Gefahren für die Bevölkerung können im Cyberraum, durch Klimawandel, durch Überschwemmungen oder im Gesundheitsbereich entstehen. Die nächste große Krise kommt vielleicht erst in 20 Jahren, vielleicht aber schon in 2 Jahren. Wir müssen vorbereitet sein. Wir müssen den Staat so aufstellen, dass er für unvorhergesehene Katastrophen gewappnet ist. Im Bund müssen wir eine zentrale Schaltstelle schaffen. Wir müssen Krisen üben, Automatismen schaffen. Wir brauchen einsatzbereite Krisenstäbe, die in der Fläche und mit dem betroffenen Personal üben. So wie unsere Bundeswehr im Kalten Krieg gut ausgebildet und mit einer starken Reserve ausgestattet in ständiger Bereitschaft war. So müssen wir jetzt die Strukturen zum Schutz der Bevölkerung aufstellen. Die Bundeswehr spielt dabei eine wichtige Rolle, aber auch THW und freiwillige Feuerwehren und weitere Bereiche des Ehrenamtes. 

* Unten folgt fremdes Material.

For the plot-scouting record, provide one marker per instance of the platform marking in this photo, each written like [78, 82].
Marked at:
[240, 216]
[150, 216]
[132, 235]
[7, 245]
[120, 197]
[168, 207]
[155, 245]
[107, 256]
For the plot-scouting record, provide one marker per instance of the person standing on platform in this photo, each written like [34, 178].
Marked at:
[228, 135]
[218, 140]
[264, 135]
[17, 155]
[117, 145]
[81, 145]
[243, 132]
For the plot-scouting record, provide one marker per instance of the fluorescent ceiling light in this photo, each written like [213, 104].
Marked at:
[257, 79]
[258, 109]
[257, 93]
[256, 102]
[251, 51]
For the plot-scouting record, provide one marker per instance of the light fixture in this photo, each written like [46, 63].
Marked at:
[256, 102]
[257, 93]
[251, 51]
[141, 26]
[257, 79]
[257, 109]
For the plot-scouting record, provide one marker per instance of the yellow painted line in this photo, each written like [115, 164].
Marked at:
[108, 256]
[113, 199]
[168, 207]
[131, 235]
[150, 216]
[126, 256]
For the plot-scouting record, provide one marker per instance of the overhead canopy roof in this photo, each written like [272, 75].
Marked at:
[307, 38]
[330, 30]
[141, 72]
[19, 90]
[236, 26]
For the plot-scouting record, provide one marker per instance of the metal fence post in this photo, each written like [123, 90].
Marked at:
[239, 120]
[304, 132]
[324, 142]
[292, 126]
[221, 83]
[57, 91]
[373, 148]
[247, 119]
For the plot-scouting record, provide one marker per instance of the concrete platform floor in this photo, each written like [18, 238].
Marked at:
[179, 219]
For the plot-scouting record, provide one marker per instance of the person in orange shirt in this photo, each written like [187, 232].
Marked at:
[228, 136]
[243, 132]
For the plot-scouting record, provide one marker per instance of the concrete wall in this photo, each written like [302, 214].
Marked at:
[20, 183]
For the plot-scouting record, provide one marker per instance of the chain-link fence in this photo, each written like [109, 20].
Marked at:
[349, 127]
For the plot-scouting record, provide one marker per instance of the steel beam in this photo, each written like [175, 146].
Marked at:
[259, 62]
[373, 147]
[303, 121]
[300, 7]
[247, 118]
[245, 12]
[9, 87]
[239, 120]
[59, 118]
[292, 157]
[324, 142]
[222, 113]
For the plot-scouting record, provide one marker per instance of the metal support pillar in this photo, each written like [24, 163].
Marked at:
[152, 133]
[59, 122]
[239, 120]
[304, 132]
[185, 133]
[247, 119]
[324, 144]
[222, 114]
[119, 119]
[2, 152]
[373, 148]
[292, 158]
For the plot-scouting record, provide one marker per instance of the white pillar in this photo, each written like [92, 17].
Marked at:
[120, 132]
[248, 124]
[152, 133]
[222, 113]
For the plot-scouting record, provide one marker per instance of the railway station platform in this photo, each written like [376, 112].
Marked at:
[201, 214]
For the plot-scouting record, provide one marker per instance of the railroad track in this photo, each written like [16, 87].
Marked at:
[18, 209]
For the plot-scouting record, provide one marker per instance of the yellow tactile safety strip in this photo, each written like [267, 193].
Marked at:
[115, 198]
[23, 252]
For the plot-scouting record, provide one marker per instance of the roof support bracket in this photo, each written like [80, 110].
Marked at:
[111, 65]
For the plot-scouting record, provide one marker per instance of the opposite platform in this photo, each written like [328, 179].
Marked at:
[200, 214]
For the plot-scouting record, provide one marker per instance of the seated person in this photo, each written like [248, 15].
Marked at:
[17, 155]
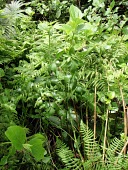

Die verfassungsrechtlichen Kategorien für den Krisenfall entstammen einer Zeit, in der militärische Auseinandersetzungen die wahrscheinlichsten Krisenauslöser waren. Die Zeit ist darüber hinweggegangen. Deshalb müssen wir uns für aktuelle Krisen wappnen. Zum Beispiel sollten wir uns Artikel 35 des Grundgesetzes genauer ansehen. Wir müssen in der Lage sein, im Krisenfall schnellstmöglich Kräfte überall dort in Deutschland einzusetzen, wo es erforderlich ist. Hier müssen wir klare Strukturen und eindeutige Abstimmungswege zwischen Bund, Ländern und Kommunen schaffen.

Ausblick

Diese vier Schritte für eine Modernisierung des Staates sind meine Lehren aus der Pandemie. Wir stehen am Anfang eines Modernisierungsjahrzehnts. Wir sollten die Krisenfestigkeit unseres Landes stärken und ausbauen. Da gibt es noch sehr viel zu tun. Wir müssen jetzt damit anfangen.